(Article from The New Yorker 7/11/13)
Mavis Gallant’s Double-Dealing Literary Agent
Jacques Chambrun was a New York-based literary agent in the nineteen-forties and fifties with a penchant for pinstripe suits and stealing his clients’ money. One of his clients was Mavis Gallant. The diary entries excerpted in this week’s issue of the magazine show Gallant starving and desperate in Spain, selling her clock for breakfast. Her agent hadn’t mentioned that two of her stories—“The Picnic” and “One Morning in June”—would be appearing in The New Yorker.
Gallant wasn’t his only victim. Chambrun embezzled thirty thousand dollars from W. Somerset Maugham by secretly negotiating the world rights to his books. When Ben Hecht ghost-wrote Marilyn Monroe’s memoir, Chambrun sold a scandalous passage to a London tabloid for a thousand pounds with neither Monroe nor Hecht’s permission; Monroe was so unnerved by the article that she rescinded her support for the book and Hecht had to return his five-thousand-dollar advance to Doubleday. (“My Story” was eventually published, twenty years later, but Hecht was not credited until the book’s third printing.)
Chambrun quietly arranged for the books of Grace Metalious (author of “Peyton Place”) to be published in Britain, France, Germany, and Italy and used the money from these deals to cover his debts to Jack Schaefer, another client. Chambrun had used the money from Schaefer’s foreign rights to pay back Maugham, and so on and so on, in a kind of literary pyramid scheme. Chambrun was transparent about his methods, at least to those who inquired. If authors threatened legal action, as many reportedly did, Chambrun offered a stump speech: “If you put me in jail, I can’t earn any money, and I can’t pay you back. If you don’t sue me, I’ll pay you back.” The pitch worked. All of his authors abandoned him, but not as quickly as one might imagine. Money trumped revenge, and some writers, like Hecht, were still grateful to Chambrun for their careers.
According to the New York Public Library’s records, Chambrun’s client list included many established authors, like Zora Neale Hurston, Aldous Huxley, and H. G. Wells, with relatively deep coffers to skim from. But Chambrun stole just as readily from his younger clients, like Gallant. He sold manuscripts and stories behinds his clients’ back and produced contracts allotting him a twenty to thirty per cent commission. (Agents typically take fifteen per cent.) “This man knew I had not two cents to put together,” Gallant said of Chambrun in an interview earlier this year with Radio-Canada. She left Chambrun after her editor at The New Yorker urged her to do so. “I woke up,” Gallant said.

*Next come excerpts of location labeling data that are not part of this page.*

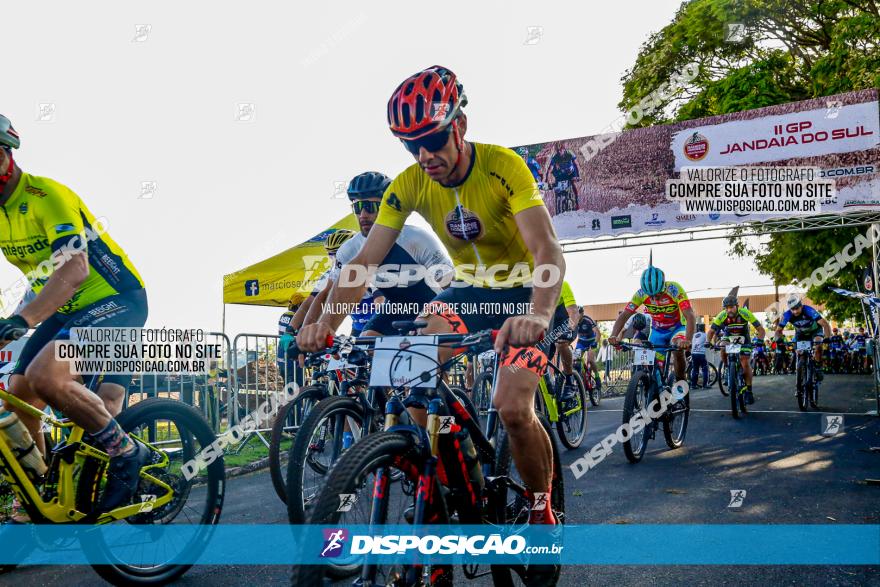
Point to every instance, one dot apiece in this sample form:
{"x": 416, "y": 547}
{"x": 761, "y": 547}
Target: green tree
{"x": 752, "y": 54}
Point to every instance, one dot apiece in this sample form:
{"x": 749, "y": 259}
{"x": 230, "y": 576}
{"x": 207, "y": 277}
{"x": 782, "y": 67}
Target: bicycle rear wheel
{"x": 675, "y": 425}
{"x": 287, "y": 423}
{"x": 636, "y": 401}
{"x": 356, "y": 473}
{"x": 572, "y": 423}
{"x": 510, "y": 507}
{"x": 179, "y": 432}
{"x": 802, "y": 385}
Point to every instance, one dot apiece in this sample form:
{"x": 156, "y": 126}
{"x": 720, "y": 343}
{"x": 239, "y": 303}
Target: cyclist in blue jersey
{"x": 533, "y": 165}
{"x": 808, "y": 325}
{"x": 588, "y": 340}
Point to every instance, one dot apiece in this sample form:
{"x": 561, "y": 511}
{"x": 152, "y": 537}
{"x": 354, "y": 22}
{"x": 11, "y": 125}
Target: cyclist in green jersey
{"x": 82, "y": 279}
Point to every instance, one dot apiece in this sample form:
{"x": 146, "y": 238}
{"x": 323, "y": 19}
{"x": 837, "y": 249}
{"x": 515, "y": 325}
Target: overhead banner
{"x": 615, "y": 184}
{"x": 289, "y": 275}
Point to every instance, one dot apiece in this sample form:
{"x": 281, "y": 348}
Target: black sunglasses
{"x": 370, "y": 207}
{"x": 432, "y": 142}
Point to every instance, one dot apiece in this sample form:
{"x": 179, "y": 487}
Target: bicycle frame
{"x": 65, "y": 464}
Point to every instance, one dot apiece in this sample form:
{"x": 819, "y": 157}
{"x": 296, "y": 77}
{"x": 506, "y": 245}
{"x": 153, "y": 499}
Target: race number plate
{"x": 643, "y": 357}
{"x": 399, "y": 360}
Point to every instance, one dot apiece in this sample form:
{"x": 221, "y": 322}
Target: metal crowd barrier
{"x": 257, "y": 375}
{"x": 616, "y": 373}
{"x": 208, "y": 392}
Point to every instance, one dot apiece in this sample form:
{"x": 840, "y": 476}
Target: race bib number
{"x": 643, "y": 357}
{"x": 405, "y": 360}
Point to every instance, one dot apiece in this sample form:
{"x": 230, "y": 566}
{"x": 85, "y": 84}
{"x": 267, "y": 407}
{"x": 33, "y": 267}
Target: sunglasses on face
{"x": 432, "y": 142}
{"x": 361, "y": 205}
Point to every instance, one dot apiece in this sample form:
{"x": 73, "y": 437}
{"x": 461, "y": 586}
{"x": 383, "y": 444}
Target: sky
{"x": 212, "y": 135}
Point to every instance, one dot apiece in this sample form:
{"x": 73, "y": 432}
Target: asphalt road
{"x": 790, "y": 472}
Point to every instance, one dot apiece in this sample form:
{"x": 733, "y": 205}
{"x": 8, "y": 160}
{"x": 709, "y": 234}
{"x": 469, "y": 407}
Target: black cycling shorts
{"x": 120, "y": 310}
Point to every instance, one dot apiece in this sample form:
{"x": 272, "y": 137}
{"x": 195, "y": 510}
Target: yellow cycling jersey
{"x": 474, "y": 219}
{"x": 566, "y": 296}
{"x": 43, "y": 222}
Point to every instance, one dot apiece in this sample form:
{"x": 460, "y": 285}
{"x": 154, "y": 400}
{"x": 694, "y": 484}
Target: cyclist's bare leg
{"x": 564, "y": 350}
{"x": 591, "y": 357}
{"x": 532, "y": 452}
{"x": 56, "y": 385}
{"x": 19, "y": 387}
{"x": 679, "y": 362}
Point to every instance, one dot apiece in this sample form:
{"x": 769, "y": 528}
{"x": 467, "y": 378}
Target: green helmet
{"x": 8, "y": 135}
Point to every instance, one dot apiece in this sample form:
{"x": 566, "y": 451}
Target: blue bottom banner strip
{"x": 147, "y": 545}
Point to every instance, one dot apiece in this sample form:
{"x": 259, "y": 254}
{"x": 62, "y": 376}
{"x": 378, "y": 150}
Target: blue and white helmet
{"x": 653, "y": 279}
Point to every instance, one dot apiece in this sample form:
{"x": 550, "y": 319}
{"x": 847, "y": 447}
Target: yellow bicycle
{"x": 175, "y": 488}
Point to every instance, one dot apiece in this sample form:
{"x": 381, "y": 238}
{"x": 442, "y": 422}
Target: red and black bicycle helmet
{"x": 425, "y": 102}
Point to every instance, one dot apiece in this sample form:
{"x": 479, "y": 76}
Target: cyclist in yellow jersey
{"x": 484, "y": 205}
{"x": 82, "y": 279}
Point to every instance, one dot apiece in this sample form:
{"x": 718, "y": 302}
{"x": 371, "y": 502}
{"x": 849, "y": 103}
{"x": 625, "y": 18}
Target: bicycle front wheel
{"x": 362, "y": 472}
{"x": 287, "y": 423}
{"x": 675, "y": 426}
{"x": 176, "y": 432}
{"x": 572, "y": 423}
{"x": 317, "y": 447}
{"x": 635, "y": 402}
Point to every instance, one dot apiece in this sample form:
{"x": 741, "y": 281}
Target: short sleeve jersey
{"x": 475, "y": 218}
{"x": 738, "y": 325}
{"x": 43, "y": 221}
{"x": 807, "y": 322}
{"x": 665, "y": 308}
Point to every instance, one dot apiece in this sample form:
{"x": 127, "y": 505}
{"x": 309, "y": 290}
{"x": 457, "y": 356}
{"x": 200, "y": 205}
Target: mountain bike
{"x": 566, "y": 199}
{"x": 807, "y": 387}
{"x": 570, "y": 418}
{"x": 711, "y": 369}
{"x": 481, "y": 484}
{"x": 71, "y": 490}
{"x": 733, "y": 368}
{"x": 590, "y": 379}
{"x": 326, "y": 378}
{"x": 334, "y": 425}
{"x": 650, "y": 383}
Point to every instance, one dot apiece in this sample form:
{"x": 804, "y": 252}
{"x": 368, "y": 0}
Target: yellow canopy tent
{"x": 290, "y": 274}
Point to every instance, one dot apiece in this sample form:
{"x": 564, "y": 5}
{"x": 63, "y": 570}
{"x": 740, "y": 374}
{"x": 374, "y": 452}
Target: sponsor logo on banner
{"x": 696, "y": 147}
{"x": 858, "y": 202}
{"x": 848, "y": 171}
{"x": 808, "y": 133}
{"x": 621, "y": 222}
{"x": 654, "y": 221}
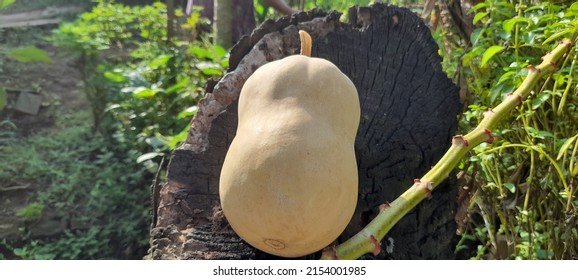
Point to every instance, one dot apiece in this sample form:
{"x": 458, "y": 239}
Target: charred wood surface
{"x": 409, "y": 110}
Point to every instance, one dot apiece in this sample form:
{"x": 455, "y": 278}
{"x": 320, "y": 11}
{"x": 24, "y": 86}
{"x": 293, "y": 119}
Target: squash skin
{"x": 289, "y": 181}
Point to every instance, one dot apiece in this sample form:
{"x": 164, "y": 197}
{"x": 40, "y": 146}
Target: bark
{"x": 409, "y": 109}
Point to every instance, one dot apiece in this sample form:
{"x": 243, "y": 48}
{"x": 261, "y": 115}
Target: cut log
{"x": 409, "y": 110}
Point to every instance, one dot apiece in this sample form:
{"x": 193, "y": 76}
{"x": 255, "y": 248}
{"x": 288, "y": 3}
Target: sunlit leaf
{"x": 176, "y": 87}
{"x": 566, "y": 146}
{"x": 115, "y": 77}
{"x": 148, "y": 156}
{"x": 557, "y": 35}
{"x": 29, "y": 54}
{"x": 538, "y": 101}
{"x": 200, "y": 52}
{"x": 143, "y": 92}
{"x": 511, "y": 187}
{"x": 509, "y": 24}
{"x": 489, "y": 53}
{"x": 161, "y": 60}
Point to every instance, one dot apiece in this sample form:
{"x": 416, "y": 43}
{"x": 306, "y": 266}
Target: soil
{"x": 58, "y": 84}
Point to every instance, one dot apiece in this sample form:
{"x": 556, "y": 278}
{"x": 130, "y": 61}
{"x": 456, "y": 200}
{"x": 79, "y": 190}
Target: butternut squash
{"x": 289, "y": 181}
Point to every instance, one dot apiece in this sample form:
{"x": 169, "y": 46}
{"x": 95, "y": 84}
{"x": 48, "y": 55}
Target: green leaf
{"x": 161, "y": 60}
{"x": 183, "y": 83}
{"x": 143, "y": 92}
{"x": 479, "y": 16}
{"x": 148, "y": 156}
{"x": 5, "y": 3}
{"x": 509, "y": 24}
{"x": 538, "y": 101}
{"x": 115, "y": 77}
{"x": 3, "y": 99}
{"x": 566, "y": 146}
{"x": 28, "y": 54}
{"x": 511, "y": 187}
{"x": 489, "y": 53}
{"x": 557, "y": 35}
{"x": 200, "y": 52}
{"x": 191, "y": 111}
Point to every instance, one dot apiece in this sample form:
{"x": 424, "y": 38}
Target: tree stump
{"x": 408, "y": 117}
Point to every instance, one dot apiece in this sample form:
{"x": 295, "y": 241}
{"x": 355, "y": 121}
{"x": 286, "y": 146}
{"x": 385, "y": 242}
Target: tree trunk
{"x": 409, "y": 110}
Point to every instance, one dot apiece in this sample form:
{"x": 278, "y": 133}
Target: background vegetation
{"x": 517, "y": 196}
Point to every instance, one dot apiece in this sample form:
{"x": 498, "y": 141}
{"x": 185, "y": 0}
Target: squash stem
{"x": 364, "y": 242}
{"x": 306, "y": 43}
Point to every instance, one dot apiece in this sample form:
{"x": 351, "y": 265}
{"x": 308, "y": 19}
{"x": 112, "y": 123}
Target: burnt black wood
{"x": 409, "y": 110}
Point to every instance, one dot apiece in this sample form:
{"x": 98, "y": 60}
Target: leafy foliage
{"x": 96, "y": 189}
{"x": 150, "y": 80}
{"x": 524, "y": 196}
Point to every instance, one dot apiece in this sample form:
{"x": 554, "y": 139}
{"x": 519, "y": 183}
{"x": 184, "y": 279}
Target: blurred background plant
{"x": 143, "y": 79}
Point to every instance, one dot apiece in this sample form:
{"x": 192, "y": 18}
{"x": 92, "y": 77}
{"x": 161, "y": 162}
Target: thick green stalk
{"x": 368, "y": 240}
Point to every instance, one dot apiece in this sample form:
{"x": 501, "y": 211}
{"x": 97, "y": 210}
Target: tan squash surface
{"x": 289, "y": 181}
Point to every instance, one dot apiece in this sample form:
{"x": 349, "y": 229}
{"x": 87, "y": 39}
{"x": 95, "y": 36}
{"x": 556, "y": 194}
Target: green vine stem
{"x": 368, "y": 239}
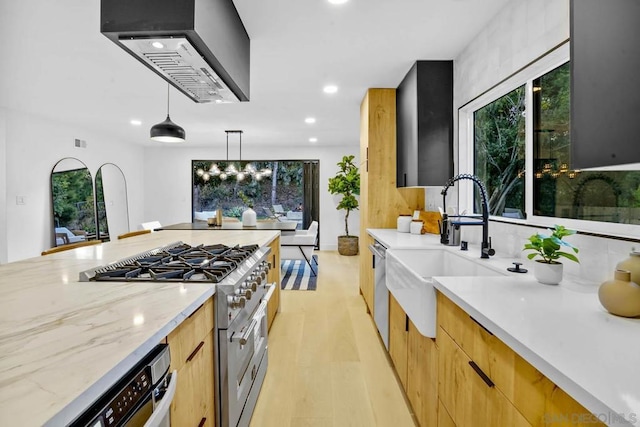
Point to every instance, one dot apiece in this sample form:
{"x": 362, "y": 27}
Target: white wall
{"x": 3, "y": 187}
{"x": 168, "y": 182}
{"x": 520, "y": 33}
{"x": 33, "y": 146}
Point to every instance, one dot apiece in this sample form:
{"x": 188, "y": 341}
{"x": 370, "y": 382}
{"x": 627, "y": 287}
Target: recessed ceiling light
{"x": 330, "y": 89}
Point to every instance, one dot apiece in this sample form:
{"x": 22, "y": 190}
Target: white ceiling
{"x": 56, "y": 63}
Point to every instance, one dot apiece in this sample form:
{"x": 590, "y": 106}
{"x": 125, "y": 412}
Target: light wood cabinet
{"x": 422, "y": 376}
{"x": 444, "y": 419}
{"x": 380, "y": 201}
{"x": 468, "y": 394}
{"x": 398, "y": 335}
{"x": 534, "y": 396}
{"x": 191, "y": 345}
{"x": 274, "y": 277}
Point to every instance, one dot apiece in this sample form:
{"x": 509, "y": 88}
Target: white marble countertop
{"x": 563, "y": 331}
{"x": 63, "y": 343}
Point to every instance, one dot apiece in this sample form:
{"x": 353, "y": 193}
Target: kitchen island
{"x": 64, "y": 342}
{"x": 562, "y": 331}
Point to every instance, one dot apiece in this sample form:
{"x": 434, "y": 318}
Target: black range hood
{"x": 199, "y": 46}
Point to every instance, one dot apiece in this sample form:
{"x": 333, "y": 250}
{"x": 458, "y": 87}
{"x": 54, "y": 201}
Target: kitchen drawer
{"x": 187, "y": 336}
{"x": 469, "y": 395}
{"x": 533, "y": 394}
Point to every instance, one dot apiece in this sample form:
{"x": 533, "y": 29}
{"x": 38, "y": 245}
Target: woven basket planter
{"x": 348, "y": 245}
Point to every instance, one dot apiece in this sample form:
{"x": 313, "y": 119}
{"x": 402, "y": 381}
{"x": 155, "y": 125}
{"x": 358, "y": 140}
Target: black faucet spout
{"x": 485, "y": 249}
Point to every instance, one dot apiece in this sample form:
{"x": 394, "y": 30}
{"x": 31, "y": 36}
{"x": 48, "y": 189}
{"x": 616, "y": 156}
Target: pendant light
{"x": 167, "y": 131}
{"x": 240, "y": 173}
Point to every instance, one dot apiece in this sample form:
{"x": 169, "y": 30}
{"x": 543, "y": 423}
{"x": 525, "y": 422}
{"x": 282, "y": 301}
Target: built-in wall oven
{"x": 381, "y": 293}
{"x": 142, "y": 397}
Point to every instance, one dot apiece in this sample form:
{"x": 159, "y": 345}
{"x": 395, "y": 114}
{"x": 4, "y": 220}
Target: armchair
{"x": 300, "y": 245}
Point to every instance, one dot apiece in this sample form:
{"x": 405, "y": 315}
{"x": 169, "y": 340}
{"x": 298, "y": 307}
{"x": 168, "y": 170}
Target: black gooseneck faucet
{"x": 485, "y": 248}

Chambrun was grandiose and very French—a combination that made writers feel like a big deal long before they got to be one. Grace Metalious was seduced by his name alone. “I just picked your name cold out of a book,” she wrote in her first letter of inquiry, according to “Inside Peyton Place,” a biography of Metalious by Emily Toth. Chambrun wore a boutonniere, travelled in a chauffeured car, and maintained an office at 745 Fifth Avenue—across the street from the Plaza Hotel. He could be elegant or oily, depending on whom you asked. Knox Burger, an editor and agent, once described Chambrun as a “feral character” and said he would be perfect “if you were casting an unctuous Levantine villain in a 1950 film noir.” He dyed his hair a deep black and threw Hugh Hefner-style parties in his basement pool. Chambrun claimed relation to the French counts de Chambrun, but rumor had it he was raised in the Bronx. (There’s a record of a Jacques Chambrun born in New York in 1906, but no one is certain that this was even his real name.)
In 1956, when he had no clients left, Chambrun started 16, a celebrity magazine for teen-age girls with cover stories like “Barbara Hearn: Elvis’ Girl Friend Tells Why She Makes Up as She Does.” He and a partner wrote most of the magazine’s stories under the pseudonym Georgia Winters. In 1958, Chambrun yielded control of the magazine to Gloria Stavers and slipped away. He died in 1976, according to Toth. Gallant heard that he was killed in a car crash, along with his two dogs. Gallant’s checks were recovered, but all the possessions she sold to survive those dry months in Spain—her grandmother’s ring, her typewriter—were not. “I never forgave him for that,” she said.